For its 17th consecutive year, the Pacific Northwest Brew Cup returns to its old stomping grounds on the waterfront beside the Columbia River Maritime Museum, Friday, Sept. 28, through Sunday, Sept. 30.

Hosted by the Astoria Downtown Historic District Association, the popular all-ages event offers three days of suds, tunes and choice bites, and features about 40 different beers and ciders from breweries all over the region.

This year’s brews were curated once again by Jack Harris and Brad Depuyt of Fort George Brewery. Local breweries representing the North Coast and Southwest Washington are always invited.

“We try to offer a wide variety of styles to keep it approachable for all attendees, but generally tend to be hop-heavy,” Depuyt said. “IPAs and hop-forward beers are by far the biggest sellers in the craft segment and consistently growing.”

Fresh off their 2017 People’s Choice win for their Huckleberry Wheat, The Prodigal Son will return to Brew Cup from their pub in Pendleton — as will Portland’s Ecliptic Brewing, which took the “Thar She Blows” honors last year, when a keg of their Starburst IPA became the first to go bust on Saturday afternoon. This year Ecliptic will hope for a repeat with their Carina Peach Sour Ale.

Fort George will be bringing a Pecan Porter. “It’s an American-style porter brewed with toasted pecans and brown sugar,” Depuyt said. “With the fall weather changing and a lot of hoppy beers in the lineup, we thought it would be nice to bring a full-bodied, smooth and slightly roast-y offering.”

Besides a wide variety of beer and cider on tap, Naked Winery and WineKraft will be there, as will Astoria’s own Pilot House Distilling, who will pour cocktails with their small-batch spirits.

“It’s always amazing how many people want cocktails at a beer or wine festival,” said Cristina Cary, of Pilot House.

Pilot House will also be selling their canned cocktails, though these need to be consumed off site at a later date. But never fear: There will still be plenty of booze on hand. “Bloody Knuckles Bloody Marys are always a huge hit!” she said.

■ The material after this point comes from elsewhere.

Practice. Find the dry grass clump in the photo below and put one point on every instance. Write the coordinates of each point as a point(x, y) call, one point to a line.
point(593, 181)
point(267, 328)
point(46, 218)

While beer may take center stage, the music is free and should keep the waterfront bouncing.

Sarah Lu Heath, executive director of ADHDA, said they like to consider Brew Cup “as much a music festival as a beer festival.”

The beats drop at 1 p.m. Friday, beginning with live DJ sets. Portland’s Hillstomp will bring its raucous, bucket-and-slide folk blues to the stage at 7 p.m.

“Love it down there,” Hillstomp’s guitarist and vocalist Hurricane Henry Christian said. “I wear my Fort George hat ’bout every day. It’s the coolest place on the coast with actual life there.”

With so much beer flowing, even a musician’s got to set limits. “Right now I’m a one-before, one-during and maybe one-after,” Christian said. “If two before, things get a little … loose.”

Homegrown indie pop group Holiday Friends will take the stage Saturday night. Expect some tracks off their new album, “Teenager,” which came out in late July.

“We’ll be playing a mix of everything,” singer-guitarist Scott Fagerland said, “including stuff we’re still workshopping. It’s good to try new songs in front of an audience; it really informs us how to finish the song and record it.”

Brew Cup regulars the Brownsmead Flats will close things out at 3 p.m. on Sunday afternoon. “I love when the kids are out dancing,” ADHDA President Dulyce Taylor said of the Flats’ shows.

The Brew Cup has long been the ADHDA’s biggest annual fundraiser.

Last year, the event netted the association north of $80,000, according to Heath. The money funds the nonprofit’s operations, downtown landscaping and clean-up, and popular projects such as the 13th Street Alley Activation and Art Walks.

Brew Cup draws quite the crowd. Last year, “we had 3,000 pieces of glassware purchased,” Heath said. Considering that not every participant drinks, some share a mug, and that there are many under-21 patrons, the association estimates there were more than 3,500 attendees.

All weekend long, Purple Cow Toys will provide fun and games for kids.

Sunday Funday has added a variety of family activities, including a cornhole tournament beginning at 11:30 a.m. and fish-print t-shirts run by the Columbia River Maritime Museum. You can bring your own t-shirt or purchase one for $5. Things will finish up with a hula hoop competition (complete with trophy) and a downtown raffle.

In line with the ADHDA’s mission to support local business, simply write your name on a receipt from a downtown business and enter to win a gift basket filled with $600 worth of merch.